Which brings me to one of my favorite points to make about seasoning: salt isn’t the end all be all. I use a holy trinity of flavors in almost everything I make: salty, acidic, and sweet. The medium for these flavors varies. Sometimes I use fish sauce instead of salt. Sometimes I use sugar others honey others agave. For acid, it ranges from citrus to various vinegars. When I cook I imagine every dish has these three knobs. And I tweak them ever so slightly. I don’t necessarily want my savory dishes to taste sweet—I just want that baseline of warmth that a subtle dash of sugar can provide, to bring out the earthy sweetness in the black-eyed peas, paprika, and peanuts in this instance. That is what I mean when I say “to taste”. Slowly but surely turning the volume up on this that or the other so that everything tastes more like what it is. When you reach perfect pitch, you’ll know. Because you’ll go from like to love. That’s one of the backbones of how I cook. Taste and tune. Balance
If I’d had that oven I keep lamenting not having yet, I would have made you some homemade pita to go along with this. But as it stood all I had around was a bedraggled bulb of fennel. Which, as it turns out, made for excellent dipping. I plan to serve this with seed flat bread and pickled fennel & celery root at an event that I’m helping put on with Ruthie Lindsey and Christian of 1924 & Travis of Manready Mercantile, An Evening With Kindreds, later this month. It’s just gonna be a bunch of what it sounds like, kindred spirits, makers & artists getting together to be together in Nashville, TN. And there will be a lot of southern fare from scratch if I have anything to say about it. Which I happily do! So this was recipe test number one for the event, and I’m so pleased with it—I get immense inspiration from translating global dishes into regional ingredients. The peanut butter and black eyed peas and apple cider vinegar…it almost sounds illogical. Yet it makes so much sense.

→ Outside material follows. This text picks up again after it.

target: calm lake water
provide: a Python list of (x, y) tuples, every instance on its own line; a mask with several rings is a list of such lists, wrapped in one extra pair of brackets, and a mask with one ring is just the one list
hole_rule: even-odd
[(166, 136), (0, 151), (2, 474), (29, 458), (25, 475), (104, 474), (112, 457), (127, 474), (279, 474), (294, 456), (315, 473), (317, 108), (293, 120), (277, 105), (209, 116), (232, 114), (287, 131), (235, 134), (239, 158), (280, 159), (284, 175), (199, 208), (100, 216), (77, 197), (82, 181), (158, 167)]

- 15 oz cooked black eyed peas rinsed & drained if canned
- 2 T fresh ground peanut butter
- 2 cloves minced garlic
- 1 tsp raw local honey
- 1 tsp smoked sweet paprika
- 1/2-1 tsp kosher salt
- 1/2 lemon’s worth of juice
- 2-3 tsp apple cider vinegar to taste
- 2 Tablespoons olive oil
- 1/2 cup chopped flat leaf parsley
- 2 Tablespoons minced chives
- Mix everything in a food processor (I use my mini). You can use a blender but that takes a little more tenacity to get it completely smooth. At least in my lousy blender. Start on the lower end with 1/2 tsp salt, 1 tsp honey, and 2 tsp of apple cider vinegar. Whir until completely smooth. Taste. Adjust acid, sweetness, and salt as desired. Stir in any additions if you like. Whir one more time. Top with a drizzle of olive oil, a pinch of smoked paprika, and minced chives. Enjoy with everything from pickled veg to crudité to flat bread to homemade pita chips. I love it with raw fennel!